Just because you >can< render an animated classic into a live-action CGI extravaganza doesn’t mean that you should. Case in point, PINOCCHIO. It’s not an awful film but bringing the animated characters into the real world doesn’t add anything to the story of a little wooden puppet who dreams of being a real boy. Rather, it points up what is most charming about animation’s ability to suspend belief. Take Geppetto, the woodcarver who created the puppet from pine, and whose wish brought Pinocchio to life. As a cartoon accompanied by his loyal cat, Figaro, and schlepping his equally faithful goldfish, Cleo, out into a dark and stormy night to search for Pinocchio when he goes missing is poignant and funny with water almost cascading from the bowl, goldfish aloft like a champion surfer. Tom Hanks doing it, no matter how skillful the CGI involved in that sloshing goldfish bowl, isn’t. It’s just odd. Not to detract from Mr. Hanks’ performance as a lonely old man mourning his lost son. He is a virtuoso in playing our heartstrings with his branded tear-and-a-smile courage in the face of catastrophic loss. And that’s a testament to the problem. If Hanks can’t sell it, it probably shouldn’t be on offer.
This is, however, a triumph for the CGI itself. It’s epic. Pinocchio (Benjamin Evan Ainsworth) is a near perfect facsimile of his hand-drawn incarnation, complete with gears that creak just a little when he moves. (He would be perfect if they had imagined a better way to depict him with his eyes closed, when nose to hairline goes completely blank.) From Cynthia Erivo as the Blue Fairy warbling “When You Wish Upon A Star” wreathed in sinuously roiling gossamer wings, to smoke monsters with glowing eyes dispatching children-turned-donkeys on Pleasure Island, to the sea monster that swallows our heroes, it is eye-filling as well as eye-popping. Pleasure Island itself is a gaudy light show of immense proportions and imagination. It is also a hotbed of extended violence. Blue Fairy aside, Pinocchio is very dark and very scary. One frets about the effect on the smaller tykes, who are the target for this story, which is sweet when not being terrifying, but not sophisticated or particularly witty. Questioning whether it’s better to be real or famous, or a crack by Jiminy Cricket (Joseph Gordon-Levitt in full cornpone mode) about charcuterie, notwithstanding.

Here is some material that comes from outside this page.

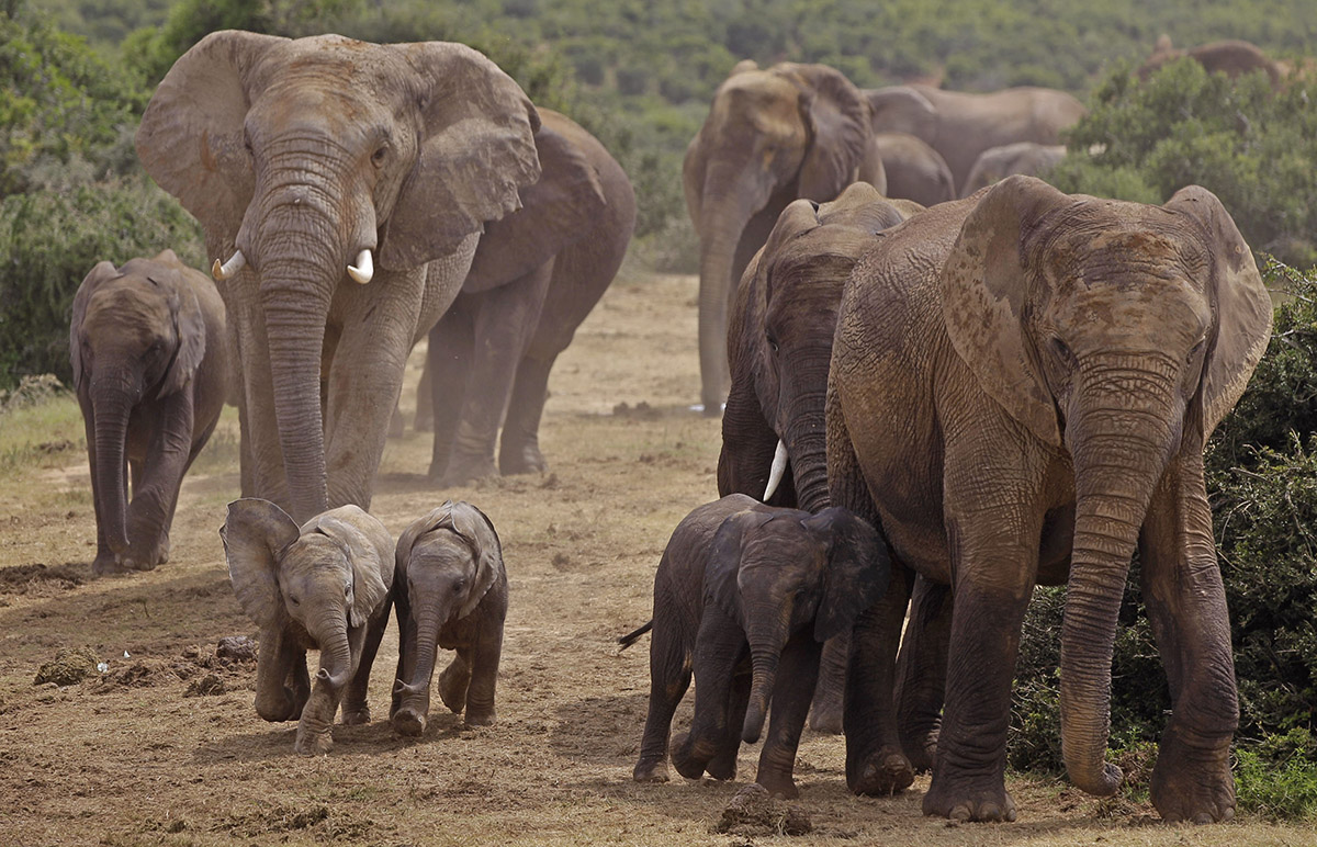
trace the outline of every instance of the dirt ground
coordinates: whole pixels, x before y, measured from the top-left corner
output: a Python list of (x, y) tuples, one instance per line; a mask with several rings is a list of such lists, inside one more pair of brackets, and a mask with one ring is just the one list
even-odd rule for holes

Pinocchio still has to prove his worthiness to the Blue Fairy in order to become a real boy. He still has a penchant for innocently getting into very big trouble. Jiminy Cricket is still his conscience. But there has been a conscious effort to update the story with a few new songs that are catchy, and the cast is refreshingly multicultural, giving Pinocchio being booted out of school on his first day for not being human a resonance of prejudice not necessarily present in the original. The addition of a screechy-voiced seagull character, Sophia (Lorraine Bracco) does no harm. I’m relieved to note that some of the best bits are retained despite the temptations that CGI affords. Pinocchio’s nose still grows the same way when he lies, and a shadow is used to show the final metamorphosis from boy to donkey. That last was Val Lewton before Val Lewton and it’s still got the right eeriness for adults and kids.
PINOCCHIO has great energy surrounding it, and a perfectly wonderful voice performance by Ainsworth, who is Hanks’ equal when projecting stalwartly non-ironic sincerity. Most remarkably, dare one say bravely?, it has a twist that the original didn’t, and maybe couldn’t have had. You will probably see it coming, but I think that was intended. It places this iteration of the story squarely in and of our time. Whether it’s an improvement (or a cynical ploy for sequels) is up to you.